What I also did was I posted status updates and Instegram pictures that I would not normally post. These included pictures of objects I would never take picture of in my life, and the captions and status updates that I posted were very unlike what I usually post, and involved elements of performance, or “restored behaviors” that were mentioned in Papacharissi‘s article Without You, I’m Nothing: Performances of the Self on Twitter . The elements I used included “Play“— In my case I used lighthearted humor and Hashtags, and “Reordering” and “Exaggeration“— which in my case included playing around with the grammar and selecting a certain kind of punctuation to express overstatement.
I was very intrigued to see how my friends would react to this sudden and drastic change. Especially due to the fact that I have two distinct groups of friends on Facebook, which include my American friends on the one hand, and my Israeli friends from back home on the other.
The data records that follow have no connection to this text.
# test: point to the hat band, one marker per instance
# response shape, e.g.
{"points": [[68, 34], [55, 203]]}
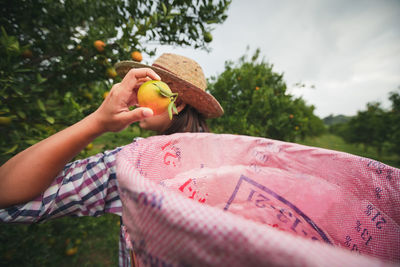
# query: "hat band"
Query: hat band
{"points": [[161, 67]]}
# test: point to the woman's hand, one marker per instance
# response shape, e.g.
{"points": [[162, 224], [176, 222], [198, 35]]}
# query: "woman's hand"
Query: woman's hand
{"points": [[30, 172], [114, 114]]}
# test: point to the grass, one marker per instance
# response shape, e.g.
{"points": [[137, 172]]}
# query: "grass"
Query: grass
{"points": [[96, 239]]}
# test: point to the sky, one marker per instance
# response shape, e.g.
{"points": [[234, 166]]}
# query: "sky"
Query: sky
{"points": [[346, 53]]}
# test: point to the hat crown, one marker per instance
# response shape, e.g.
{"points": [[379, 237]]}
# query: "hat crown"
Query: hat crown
{"points": [[183, 67]]}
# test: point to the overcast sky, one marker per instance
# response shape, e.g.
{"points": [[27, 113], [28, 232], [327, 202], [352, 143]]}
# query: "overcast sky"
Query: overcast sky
{"points": [[349, 50]]}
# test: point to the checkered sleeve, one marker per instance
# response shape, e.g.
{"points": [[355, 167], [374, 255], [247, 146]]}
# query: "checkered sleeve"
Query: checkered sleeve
{"points": [[86, 187]]}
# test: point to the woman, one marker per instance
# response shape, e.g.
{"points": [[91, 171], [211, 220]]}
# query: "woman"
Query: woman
{"points": [[39, 184]]}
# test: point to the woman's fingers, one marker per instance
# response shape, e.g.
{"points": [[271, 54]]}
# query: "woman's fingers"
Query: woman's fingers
{"points": [[134, 75]]}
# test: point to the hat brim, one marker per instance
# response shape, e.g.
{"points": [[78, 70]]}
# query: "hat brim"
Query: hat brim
{"points": [[190, 94]]}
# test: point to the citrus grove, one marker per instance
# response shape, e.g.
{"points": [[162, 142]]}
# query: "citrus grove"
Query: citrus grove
{"points": [[256, 102], [57, 57]]}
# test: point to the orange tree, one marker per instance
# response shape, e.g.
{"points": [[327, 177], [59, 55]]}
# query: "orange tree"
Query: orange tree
{"points": [[57, 56], [256, 103], [394, 118]]}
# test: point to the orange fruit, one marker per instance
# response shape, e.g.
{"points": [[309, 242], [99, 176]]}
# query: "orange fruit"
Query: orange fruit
{"points": [[5, 121], [27, 53], [111, 73], [136, 56], [105, 94], [207, 37], [88, 95], [71, 251], [157, 96], [99, 45], [89, 146]]}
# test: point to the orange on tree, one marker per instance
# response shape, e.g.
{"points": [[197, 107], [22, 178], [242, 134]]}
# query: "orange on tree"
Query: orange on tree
{"points": [[157, 96], [89, 146], [207, 37], [99, 45], [27, 53], [71, 251], [105, 94], [111, 73], [5, 121], [136, 56]]}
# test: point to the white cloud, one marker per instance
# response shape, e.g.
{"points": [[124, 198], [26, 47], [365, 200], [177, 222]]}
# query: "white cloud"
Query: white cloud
{"points": [[350, 50]]}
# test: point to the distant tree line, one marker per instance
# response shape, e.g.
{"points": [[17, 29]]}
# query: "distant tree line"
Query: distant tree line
{"points": [[374, 127], [256, 103]]}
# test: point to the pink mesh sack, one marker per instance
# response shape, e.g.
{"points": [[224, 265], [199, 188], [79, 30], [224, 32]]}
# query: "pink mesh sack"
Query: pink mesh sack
{"points": [[228, 200]]}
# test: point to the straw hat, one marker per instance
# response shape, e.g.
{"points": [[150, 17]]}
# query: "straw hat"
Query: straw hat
{"points": [[185, 77]]}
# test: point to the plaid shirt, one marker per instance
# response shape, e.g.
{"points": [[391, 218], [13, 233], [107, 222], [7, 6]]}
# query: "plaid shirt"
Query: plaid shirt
{"points": [[85, 187]]}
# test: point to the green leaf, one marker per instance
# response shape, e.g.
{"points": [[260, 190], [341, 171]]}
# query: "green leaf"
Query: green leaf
{"points": [[21, 114], [11, 150], [40, 79], [50, 119], [174, 109], [41, 105], [164, 9], [170, 110]]}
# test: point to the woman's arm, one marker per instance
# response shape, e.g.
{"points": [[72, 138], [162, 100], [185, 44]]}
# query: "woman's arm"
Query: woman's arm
{"points": [[30, 172]]}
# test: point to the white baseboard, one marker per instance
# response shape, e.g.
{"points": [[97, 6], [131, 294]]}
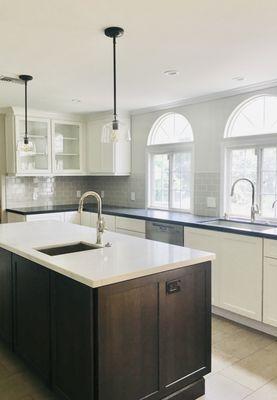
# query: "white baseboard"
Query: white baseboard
{"points": [[250, 323]]}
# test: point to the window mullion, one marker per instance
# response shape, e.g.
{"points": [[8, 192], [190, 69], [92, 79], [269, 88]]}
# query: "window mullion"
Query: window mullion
{"points": [[259, 177]]}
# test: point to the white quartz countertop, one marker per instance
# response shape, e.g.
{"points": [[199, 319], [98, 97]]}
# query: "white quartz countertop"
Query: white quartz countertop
{"points": [[128, 257]]}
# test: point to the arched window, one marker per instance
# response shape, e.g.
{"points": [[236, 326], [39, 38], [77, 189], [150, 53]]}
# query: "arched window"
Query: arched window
{"points": [[170, 128], [170, 163], [257, 116], [251, 152]]}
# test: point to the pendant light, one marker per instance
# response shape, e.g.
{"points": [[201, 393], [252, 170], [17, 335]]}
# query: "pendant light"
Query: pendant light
{"points": [[25, 146], [116, 130]]}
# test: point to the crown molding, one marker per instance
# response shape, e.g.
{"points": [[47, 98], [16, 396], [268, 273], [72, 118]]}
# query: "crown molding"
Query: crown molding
{"points": [[213, 96]]}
Oh yes I almost forgot, I also have my mom and sister as Facebook friends, a joyous detail which I forgot, a perfect example of what Marwick & boyd refer to as my “nightmare audience,” and a classic example of “context collapse“. All of my friends reacted pretty much the same, and comments varied from person to person and from platform to platform. I got some pretty interesting and funny comments on Facebook, text messages from concerned friends, a call from my sister and an email from my mom. All of these had one thing in common— they all thought someone broke into my Facebook account and/or stole my phone/laptop. Back home In Israel me and my friends have a thing that we do, a little prank we pull on our friends whenever they leave the room and leave their laptops on open to their Facebook accounts, or if they leave their phone on the table. We call it a “Facebook terrorism attack,” an Israeli equivalent to the American “Frape” (Facebook rape.) We mostly mess around with status updates or put phallic pictures as profile pictures, the usual. The reaction is priceless, especially when the victim does not discover the changes until a few days later.
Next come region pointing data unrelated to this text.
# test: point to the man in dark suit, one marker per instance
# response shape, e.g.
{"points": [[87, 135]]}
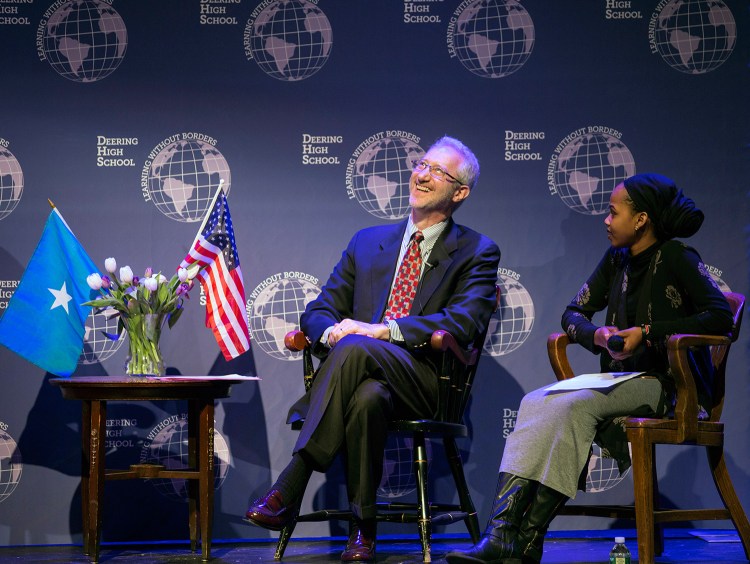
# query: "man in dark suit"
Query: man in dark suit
{"points": [[377, 366]]}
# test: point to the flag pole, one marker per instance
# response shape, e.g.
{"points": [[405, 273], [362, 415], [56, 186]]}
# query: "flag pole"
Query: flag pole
{"points": [[193, 269], [211, 206]]}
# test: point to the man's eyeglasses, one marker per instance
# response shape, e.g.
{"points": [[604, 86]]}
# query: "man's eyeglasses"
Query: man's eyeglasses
{"points": [[436, 171]]}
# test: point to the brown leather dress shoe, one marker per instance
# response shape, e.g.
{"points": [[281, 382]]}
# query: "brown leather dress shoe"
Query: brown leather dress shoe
{"points": [[361, 544], [270, 512]]}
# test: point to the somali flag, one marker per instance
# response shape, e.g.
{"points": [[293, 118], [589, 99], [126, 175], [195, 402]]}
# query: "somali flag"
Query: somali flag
{"points": [[45, 321]]}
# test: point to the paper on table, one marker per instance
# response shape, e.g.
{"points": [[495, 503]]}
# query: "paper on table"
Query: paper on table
{"points": [[234, 377], [593, 381]]}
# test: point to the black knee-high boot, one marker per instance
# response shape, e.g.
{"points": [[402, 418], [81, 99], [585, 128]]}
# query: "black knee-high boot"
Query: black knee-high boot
{"points": [[546, 504], [497, 543]]}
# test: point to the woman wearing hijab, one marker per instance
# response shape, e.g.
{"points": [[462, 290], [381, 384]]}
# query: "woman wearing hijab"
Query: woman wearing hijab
{"points": [[651, 286]]}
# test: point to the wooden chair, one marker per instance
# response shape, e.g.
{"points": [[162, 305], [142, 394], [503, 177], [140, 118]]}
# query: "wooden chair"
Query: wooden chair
{"points": [[682, 429], [457, 369]]}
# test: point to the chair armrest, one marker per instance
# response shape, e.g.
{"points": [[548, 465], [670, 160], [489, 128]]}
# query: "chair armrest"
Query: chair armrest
{"points": [[686, 410], [557, 351], [442, 341], [296, 341]]}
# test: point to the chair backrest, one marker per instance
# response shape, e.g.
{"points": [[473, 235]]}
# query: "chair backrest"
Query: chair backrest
{"points": [[457, 372], [720, 353]]}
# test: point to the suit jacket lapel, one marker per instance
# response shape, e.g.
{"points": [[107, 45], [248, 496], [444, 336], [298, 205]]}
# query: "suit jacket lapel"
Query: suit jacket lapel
{"points": [[384, 269], [439, 260]]}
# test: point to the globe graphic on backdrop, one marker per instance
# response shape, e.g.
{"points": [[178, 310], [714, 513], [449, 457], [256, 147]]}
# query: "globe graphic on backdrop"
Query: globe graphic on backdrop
{"points": [[695, 36], [290, 39], [587, 170], [511, 324], [183, 179], [97, 346], [276, 311], [603, 473], [493, 38], [11, 182], [10, 465], [398, 466], [170, 448], [381, 176], [85, 40]]}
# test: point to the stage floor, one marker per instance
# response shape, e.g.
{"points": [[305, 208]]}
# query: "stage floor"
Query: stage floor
{"points": [[571, 547]]}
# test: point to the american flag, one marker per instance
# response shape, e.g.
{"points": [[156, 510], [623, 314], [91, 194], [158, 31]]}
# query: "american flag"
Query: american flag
{"points": [[214, 251]]}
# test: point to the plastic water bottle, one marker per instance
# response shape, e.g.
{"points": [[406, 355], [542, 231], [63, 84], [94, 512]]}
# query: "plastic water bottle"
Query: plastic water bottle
{"points": [[619, 553]]}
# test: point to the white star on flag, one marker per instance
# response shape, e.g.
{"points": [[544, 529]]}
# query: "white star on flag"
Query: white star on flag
{"points": [[61, 298]]}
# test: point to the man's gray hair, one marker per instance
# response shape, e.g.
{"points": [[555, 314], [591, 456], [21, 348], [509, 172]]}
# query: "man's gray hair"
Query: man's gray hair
{"points": [[468, 172]]}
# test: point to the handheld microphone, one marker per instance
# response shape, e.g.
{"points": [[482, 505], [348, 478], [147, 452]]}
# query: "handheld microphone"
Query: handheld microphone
{"points": [[616, 343]]}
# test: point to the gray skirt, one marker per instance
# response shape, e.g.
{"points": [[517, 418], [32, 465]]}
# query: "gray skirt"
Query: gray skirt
{"points": [[554, 430]]}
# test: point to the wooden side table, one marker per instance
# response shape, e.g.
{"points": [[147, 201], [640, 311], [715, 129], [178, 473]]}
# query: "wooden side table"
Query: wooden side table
{"points": [[94, 392]]}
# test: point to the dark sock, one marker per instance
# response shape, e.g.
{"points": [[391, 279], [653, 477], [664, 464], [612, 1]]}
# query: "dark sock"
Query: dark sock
{"points": [[293, 479]]}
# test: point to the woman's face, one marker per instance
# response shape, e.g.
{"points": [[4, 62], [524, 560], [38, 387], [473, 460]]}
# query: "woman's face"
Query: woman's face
{"points": [[622, 220]]}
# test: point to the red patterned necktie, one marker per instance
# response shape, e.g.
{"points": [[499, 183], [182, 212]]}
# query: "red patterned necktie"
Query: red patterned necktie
{"points": [[407, 280]]}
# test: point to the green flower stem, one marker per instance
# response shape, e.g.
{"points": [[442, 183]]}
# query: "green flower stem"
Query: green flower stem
{"points": [[145, 356]]}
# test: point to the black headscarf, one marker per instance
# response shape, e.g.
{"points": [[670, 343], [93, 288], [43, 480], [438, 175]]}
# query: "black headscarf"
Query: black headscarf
{"points": [[671, 212]]}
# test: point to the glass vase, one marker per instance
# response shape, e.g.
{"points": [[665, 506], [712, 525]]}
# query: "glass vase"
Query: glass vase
{"points": [[144, 357]]}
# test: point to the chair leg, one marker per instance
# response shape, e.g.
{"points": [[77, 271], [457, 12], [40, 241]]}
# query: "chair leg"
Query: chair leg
{"points": [[643, 463], [467, 505], [424, 518], [284, 536], [724, 485], [658, 528]]}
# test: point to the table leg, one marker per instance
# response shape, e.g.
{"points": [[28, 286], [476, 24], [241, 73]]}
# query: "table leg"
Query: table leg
{"points": [[85, 472], [192, 485], [206, 472], [95, 487]]}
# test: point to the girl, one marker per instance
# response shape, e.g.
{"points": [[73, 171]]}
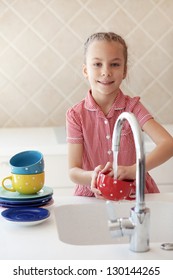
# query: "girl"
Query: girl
{"points": [[90, 123]]}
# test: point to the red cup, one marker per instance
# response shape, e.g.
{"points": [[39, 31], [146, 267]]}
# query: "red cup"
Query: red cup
{"points": [[113, 189]]}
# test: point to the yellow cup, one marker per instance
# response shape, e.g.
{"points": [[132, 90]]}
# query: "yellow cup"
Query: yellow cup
{"points": [[25, 184]]}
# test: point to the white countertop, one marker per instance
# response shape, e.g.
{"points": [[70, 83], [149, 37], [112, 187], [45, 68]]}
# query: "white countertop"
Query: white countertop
{"points": [[40, 242]]}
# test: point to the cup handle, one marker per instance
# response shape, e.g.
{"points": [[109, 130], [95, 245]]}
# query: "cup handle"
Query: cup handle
{"points": [[11, 189]]}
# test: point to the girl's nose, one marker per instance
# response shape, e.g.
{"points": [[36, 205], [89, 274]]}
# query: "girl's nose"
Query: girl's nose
{"points": [[106, 72]]}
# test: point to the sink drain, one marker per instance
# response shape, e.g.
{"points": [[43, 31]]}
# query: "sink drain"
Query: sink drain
{"points": [[167, 246]]}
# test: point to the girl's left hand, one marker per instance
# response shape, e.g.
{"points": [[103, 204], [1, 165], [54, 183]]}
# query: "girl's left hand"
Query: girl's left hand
{"points": [[107, 169]]}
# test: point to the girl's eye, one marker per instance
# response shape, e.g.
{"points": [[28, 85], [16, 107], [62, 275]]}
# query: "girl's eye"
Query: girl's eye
{"points": [[115, 64], [97, 64]]}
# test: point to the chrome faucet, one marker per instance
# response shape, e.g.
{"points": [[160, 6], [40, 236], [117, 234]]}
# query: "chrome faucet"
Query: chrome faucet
{"points": [[137, 225]]}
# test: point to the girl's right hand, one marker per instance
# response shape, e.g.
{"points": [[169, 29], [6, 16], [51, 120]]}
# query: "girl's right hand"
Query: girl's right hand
{"points": [[107, 169]]}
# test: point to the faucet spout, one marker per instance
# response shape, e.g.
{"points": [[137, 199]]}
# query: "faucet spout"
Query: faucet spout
{"points": [[140, 156], [137, 226]]}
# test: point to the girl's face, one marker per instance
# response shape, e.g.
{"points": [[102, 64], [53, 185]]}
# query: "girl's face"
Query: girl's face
{"points": [[105, 67]]}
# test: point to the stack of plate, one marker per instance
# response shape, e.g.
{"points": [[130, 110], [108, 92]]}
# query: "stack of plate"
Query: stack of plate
{"points": [[14, 199]]}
Except for “Likes” that I got from my sister who is like Tom from Myspace, sharing her “Likes” with me on every occasion, I did get a lot of “Likes” to most of the changes I made which did make me feel like people care about me in a certain way and were very supportive of my Facebook sex change and future time travel. But honestly, I felt a certain discomfort when changing my Facebook profile. The person I presented wasn’t myself, or even close to my true self. It felt very inorganic. The scariest thing was that all of my changes were now on the Facbebook servers, and will probably stay there until the end of time or the end of Facebook, whichever comes first (I think time.) This process of what Weber & Mitchell refer to as some sort of trail or “digital fingerprint” made me even more self-conscious about the process, as these changes are now a permanent part of my online identity. When finally changing my details back after this weekend social-experiment participant-observation, I actually sighed, smiled, and had a very good night sleep.